Setting the Model and Training Options
You can manually set the model creation and training options for your project in Learn UI.
To set the model creation and training options in Learn UI:
| 1. | On the top menu, select Options >Model item. |
Figure 39: Model Options
| 2. | On the Model Creation tab, adjust the following options that are used to create the model: |
Model Creation Options
|
Field |
Description |
||||||
|
Model Type |
Large - Large models take subsets into account; they might predict better in some situations. Small - Small models are much smaller and can support more features. |
||||||
|
Initial Learning Rate |
Defines how quickly the model state changes during training. It is recommended to set the value between 1.1 and 2.0. Default value:
|
||||||
|
Annealing Rate |
Defines the speed of learning state decrease with each iteration. The default value of 0.05 makes the learning rate two times smaller after about 15 iterations. |
||||||
|
Precision |
Precision of internal model weights. A higher precision might help distinguish similar examples with different labels. It is recommended to set the value between 6 and 10 (default). The amount of memory used by the model is proportional to 2 to the power of the selected precision value. |
||||||
|
Submodel Training |
Dynamic - (Default) This mode uses augmentation of training data to better train submodels. It is recommended for most projects, especially when training with relatively few record pairs.
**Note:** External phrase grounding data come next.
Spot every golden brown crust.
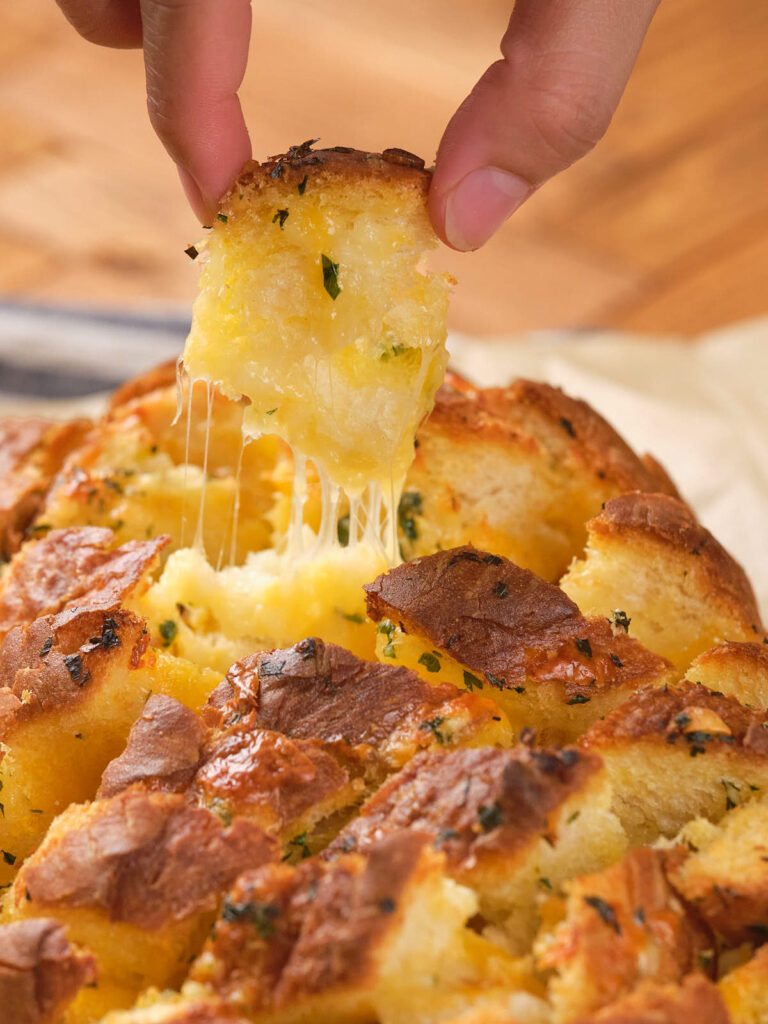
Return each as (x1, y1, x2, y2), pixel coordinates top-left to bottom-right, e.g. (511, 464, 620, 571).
(98, 695, 206, 799)
(427, 379, 679, 497)
(192, 831, 430, 1012)
(226, 142, 430, 211)
(580, 680, 768, 757)
(590, 494, 763, 631)
(0, 606, 149, 733)
(213, 636, 490, 747)
(18, 788, 275, 930)
(326, 745, 600, 867)
(108, 358, 178, 410)
(688, 640, 768, 678)
(193, 720, 360, 835)
(0, 527, 168, 639)
(568, 975, 730, 1024)
(0, 418, 91, 560)
(365, 546, 669, 700)
(538, 847, 715, 1015)
(0, 918, 97, 1024)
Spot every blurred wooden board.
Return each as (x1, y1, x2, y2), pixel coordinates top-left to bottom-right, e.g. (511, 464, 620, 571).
(0, 0, 765, 336)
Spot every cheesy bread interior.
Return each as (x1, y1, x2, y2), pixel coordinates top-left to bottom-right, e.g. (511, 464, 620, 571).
(0, 144, 766, 1024)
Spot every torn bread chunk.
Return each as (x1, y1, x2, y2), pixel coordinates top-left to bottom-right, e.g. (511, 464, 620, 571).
(182, 142, 450, 500)
(0, 599, 220, 884)
(40, 377, 279, 565)
(0, 416, 91, 560)
(366, 545, 672, 743)
(326, 745, 627, 951)
(6, 788, 275, 1019)
(97, 635, 511, 855)
(579, 681, 768, 844)
(0, 918, 97, 1024)
(534, 847, 715, 1023)
(567, 975, 730, 1024)
(211, 636, 513, 770)
(666, 801, 768, 948)
(683, 641, 768, 709)
(0, 526, 167, 640)
(560, 493, 765, 672)
(186, 831, 538, 1024)
(400, 376, 679, 579)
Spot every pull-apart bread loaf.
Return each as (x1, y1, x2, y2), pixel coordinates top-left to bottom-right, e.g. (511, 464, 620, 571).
(0, 142, 766, 1023)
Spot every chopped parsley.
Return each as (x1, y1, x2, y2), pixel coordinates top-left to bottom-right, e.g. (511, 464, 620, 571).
(321, 254, 341, 299)
(485, 671, 506, 690)
(574, 637, 593, 658)
(159, 620, 178, 647)
(377, 619, 397, 658)
(336, 608, 364, 625)
(477, 801, 503, 832)
(216, 212, 228, 223)
(492, 581, 509, 598)
(538, 877, 552, 890)
(418, 652, 441, 673)
(297, 175, 308, 195)
(272, 208, 289, 229)
(420, 716, 447, 744)
(398, 491, 422, 543)
(288, 833, 311, 860)
(463, 670, 484, 692)
(266, 407, 278, 415)
(337, 514, 350, 547)
(559, 417, 576, 437)
(379, 897, 396, 914)
(584, 895, 620, 934)
(1, 850, 15, 866)
(609, 610, 631, 632)
(184, 244, 199, 260)
(567, 694, 590, 705)
(221, 898, 280, 938)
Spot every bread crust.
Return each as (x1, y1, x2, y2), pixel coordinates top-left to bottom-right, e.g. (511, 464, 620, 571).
(326, 745, 600, 867)
(215, 636, 497, 749)
(225, 142, 430, 214)
(568, 975, 730, 1024)
(0, 527, 167, 639)
(0, 918, 97, 1024)
(17, 788, 275, 930)
(589, 493, 763, 632)
(365, 545, 669, 701)
(0, 606, 149, 734)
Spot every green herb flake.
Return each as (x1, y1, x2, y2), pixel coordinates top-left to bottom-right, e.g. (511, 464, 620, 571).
(377, 619, 397, 659)
(574, 637, 593, 658)
(184, 244, 199, 260)
(221, 898, 280, 938)
(266, 408, 278, 415)
(492, 581, 509, 598)
(337, 514, 350, 547)
(463, 670, 484, 692)
(272, 208, 289, 229)
(420, 716, 447, 745)
(1, 850, 15, 866)
(289, 833, 311, 860)
(336, 608, 364, 625)
(566, 810, 581, 825)
(398, 491, 422, 543)
(477, 801, 503, 832)
(217, 212, 228, 223)
(567, 694, 590, 705)
(159, 620, 178, 647)
(297, 175, 308, 195)
(321, 254, 341, 299)
(609, 610, 631, 632)
(418, 652, 441, 673)
(538, 877, 552, 890)
(584, 895, 621, 934)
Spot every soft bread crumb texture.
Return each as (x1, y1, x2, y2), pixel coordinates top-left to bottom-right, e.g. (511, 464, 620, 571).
(182, 145, 451, 497)
(560, 493, 765, 672)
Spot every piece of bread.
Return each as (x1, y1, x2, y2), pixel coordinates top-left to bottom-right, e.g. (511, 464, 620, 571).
(718, 943, 768, 1024)
(683, 640, 768, 708)
(0, 918, 97, 1024)
(5, 788, 275, 1019)
(182, 143, 450, 498)
(579, 681, 768, 844)
(534, 847, 714, 1023)
(400, 376, 679, 580)
(666, 800, 768, 948)
(326, 745, 627, 950)
(365, 545, 673, 743)
(560, 493, 765, 672)
(185, 831, 536, 1024)
(567, 975, 731, 1024)
(0, 416, 91, 560)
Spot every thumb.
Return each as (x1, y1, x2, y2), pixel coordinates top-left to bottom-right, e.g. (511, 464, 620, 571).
(429, 0, 660, 251)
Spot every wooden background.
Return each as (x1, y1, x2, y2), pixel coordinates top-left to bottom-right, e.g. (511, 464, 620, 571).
(0, 0, 766, 337)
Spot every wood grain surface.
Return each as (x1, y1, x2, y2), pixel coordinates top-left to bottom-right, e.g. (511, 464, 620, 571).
(0, 0, 765, 336)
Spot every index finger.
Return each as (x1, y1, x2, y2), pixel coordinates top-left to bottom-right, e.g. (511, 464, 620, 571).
(140, 0, 253, 222)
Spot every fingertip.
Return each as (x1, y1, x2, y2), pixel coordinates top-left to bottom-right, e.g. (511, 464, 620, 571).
(177, 165, 211, 224)
(430, 166, 532, 252)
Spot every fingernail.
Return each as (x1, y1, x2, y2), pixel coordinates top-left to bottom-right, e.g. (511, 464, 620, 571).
(443, 166, 532, 251)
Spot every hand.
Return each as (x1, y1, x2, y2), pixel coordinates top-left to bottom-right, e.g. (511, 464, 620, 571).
(428, 0, 660, 250)
(54, 0, 253, 223)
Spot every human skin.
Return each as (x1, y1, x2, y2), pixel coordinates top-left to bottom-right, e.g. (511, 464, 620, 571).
(54, 0, 660, 250)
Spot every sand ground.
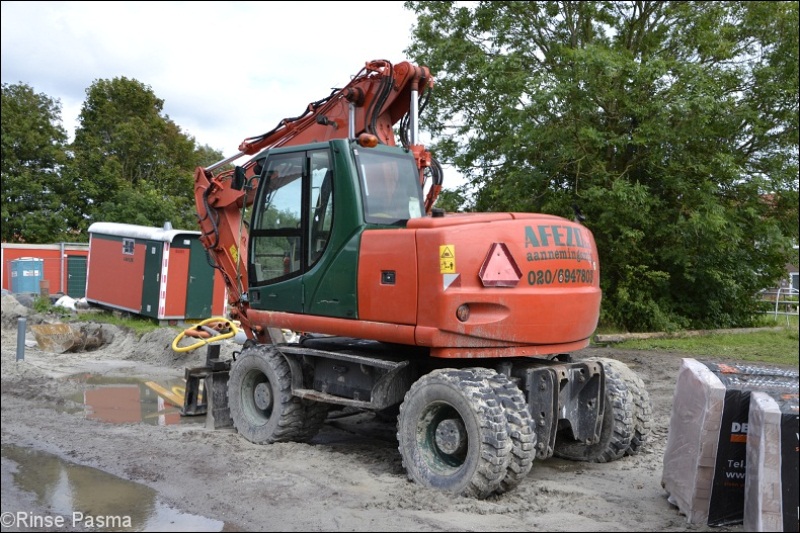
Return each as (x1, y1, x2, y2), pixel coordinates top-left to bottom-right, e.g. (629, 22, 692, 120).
(1, 294, 756, 531)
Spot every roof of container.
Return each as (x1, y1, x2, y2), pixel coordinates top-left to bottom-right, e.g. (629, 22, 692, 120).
(88, 222, 200, 243)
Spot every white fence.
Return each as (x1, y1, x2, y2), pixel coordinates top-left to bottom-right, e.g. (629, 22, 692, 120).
(758, 287, 799, 325)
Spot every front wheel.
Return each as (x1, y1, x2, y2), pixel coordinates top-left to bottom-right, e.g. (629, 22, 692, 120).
(586, 357, 653, 456)
(468, 368, 536, 495)
(554, 358, 634, 463)
(396, 368, 512, 499)
(228, 345, 324, 444)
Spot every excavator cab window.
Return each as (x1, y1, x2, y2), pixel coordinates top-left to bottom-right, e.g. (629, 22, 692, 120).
(356, 149, 424, 226)
(309, 153, 333, 265)
(249, 149, 333, 287)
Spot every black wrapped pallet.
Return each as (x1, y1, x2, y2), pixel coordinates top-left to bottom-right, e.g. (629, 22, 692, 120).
(662, 359, 798, 527)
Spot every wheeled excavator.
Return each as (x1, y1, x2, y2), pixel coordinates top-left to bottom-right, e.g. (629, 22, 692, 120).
(186, 59, 652, 499)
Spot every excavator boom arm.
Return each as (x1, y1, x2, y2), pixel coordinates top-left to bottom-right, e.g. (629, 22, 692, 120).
(193, 60, 441, 336)
(247, 61, 429, 151)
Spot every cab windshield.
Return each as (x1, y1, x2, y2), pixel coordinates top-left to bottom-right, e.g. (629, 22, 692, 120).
(355, 149, 424, 225)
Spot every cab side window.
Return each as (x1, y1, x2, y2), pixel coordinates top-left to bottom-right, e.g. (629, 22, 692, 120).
(249, 149, 333, 285)
(250, 154, 304, 284)
(309, 151, 333, 265)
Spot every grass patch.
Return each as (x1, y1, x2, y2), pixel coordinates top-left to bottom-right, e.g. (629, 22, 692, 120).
(28, 295, 164, 336)
(69, 310, 163, 336)
(753, 313, 799, 329)
(611, 327, 798, 367)
(32, 296, 72, 317)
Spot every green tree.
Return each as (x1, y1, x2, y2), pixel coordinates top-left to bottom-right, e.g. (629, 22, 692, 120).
(406, 0, 799, 331)
(194, 143, 227, 169)
(66, 77, 212, 234)
(433, 187, 471, 213)
(1, 83, 69, 242)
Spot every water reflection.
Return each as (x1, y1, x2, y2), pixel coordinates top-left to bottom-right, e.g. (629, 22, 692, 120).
(66, 375, 204, 426)
(2, 445, 223, 531)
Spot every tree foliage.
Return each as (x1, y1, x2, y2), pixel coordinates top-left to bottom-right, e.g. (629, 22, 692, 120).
(66, 77, 206, 233)
(433, 188, 469, 213)
(1, 83, 69, 242)
(2, 77, 225, 243)
(405, 0, 799, 330)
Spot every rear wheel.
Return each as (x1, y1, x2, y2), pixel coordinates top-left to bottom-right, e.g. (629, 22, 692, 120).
(554, 358, 634, 463)
(586, 357, 652, 456)
(374, 403, 400, 422)
(491, 374, 536, 494)
(228, 345, 324, 443)
(396, 368, 511, 498)
(468, 368, 536, 495)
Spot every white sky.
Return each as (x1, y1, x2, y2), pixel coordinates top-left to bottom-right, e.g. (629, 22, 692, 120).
(1, 1, 434, 160)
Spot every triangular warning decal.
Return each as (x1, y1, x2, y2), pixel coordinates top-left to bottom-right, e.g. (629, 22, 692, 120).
(479, 243, 522, 287)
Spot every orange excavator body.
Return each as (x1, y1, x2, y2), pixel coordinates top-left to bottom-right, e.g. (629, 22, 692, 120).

None - This option trains with actual training examples only. It can be used if datasets contain abundant examples from all subsets that can be encountered. Training is much faster; therefore, this mode is also applicable when the number of model features is very large. |
| 3. | Optionally, click the Set Defaults to set the default model creation options that are based on the current number of model features. |
| 4. | To set the desired model training options, click the Training Method tab. |
Figure 40: Training Method Options
| 5. | On the Training Method tab, select Minimize validation error to use the recommended method that avoids overfitting. The training stops at the iteration where the validation error is the lowest (other criteria for tie breaking are also used). Use this option for the final model that is going to be used in production. |
| 6. | Select Minimize training error to stop the training at the iteration where the training error rate is the lowest. You can use this method to identify mislabeled pairs in the training dataset. The remaining errors in the training dataset are the minimal set of pairs that the model was not able to predict correctly, thus these pairs are likely to have incorrect or contradictory labels. |
It is recommended not to use this option for the final model, or for evaluating the performance of the model, because of significant overfitting that might happen in such training.
| 7. | Adjust the following information in the fields: |
Figure 41: Training options
|
Field |
Description |
|
Iterations to explore after finding best iteration |
Perform this number of iterations after the current best result is found to search for a better result. The default is 35 iterations. The value can be increased to explore more iterations, especially if the learning rate is small. Using a much smaller value is not recommended. |
|
Minimum number of iterations |
The minimum number of iterations that are always performed when training the model. This can be used to extend training until the learning rate becomes reasonably small. The default is 0 iterations. Changing this parameter is rarely needed because typically the training is made long enough by using the recommended value of the Good fit distance between error rates parameter. |
|
Good fit distance between error rates |
Training does not stop at iterations where training error rate is greater than the validation error rate by more than the specified distance. The default value is 1%. Essentially, if 0% is used, the training continues until the model is able to predict the training dataset as well as, or better than, the validation dataset. This parameter should be 0% or slightly above 0% to prevent underfitting. Using 100% ignores underfitting (not recommended). |
| 8. | Optionally, click the Set Defaults to set the default training method options. |
| 9. | Click OK. If you have not used manually set model options for this project before a confirmation dialog is displayed and the manually set options are used from that point on in this project. In this case model creation options are no longer automatically adjusted based on the number of features, even if the number of features is later changed. If you intend to keep using the automatic adjustment of model creation options and are using the dialog just to view the default options for the current number of features, click Cancel instead. |
Figure 42: Confirmation
All the model setting and training method options are saved when the project itself is saved.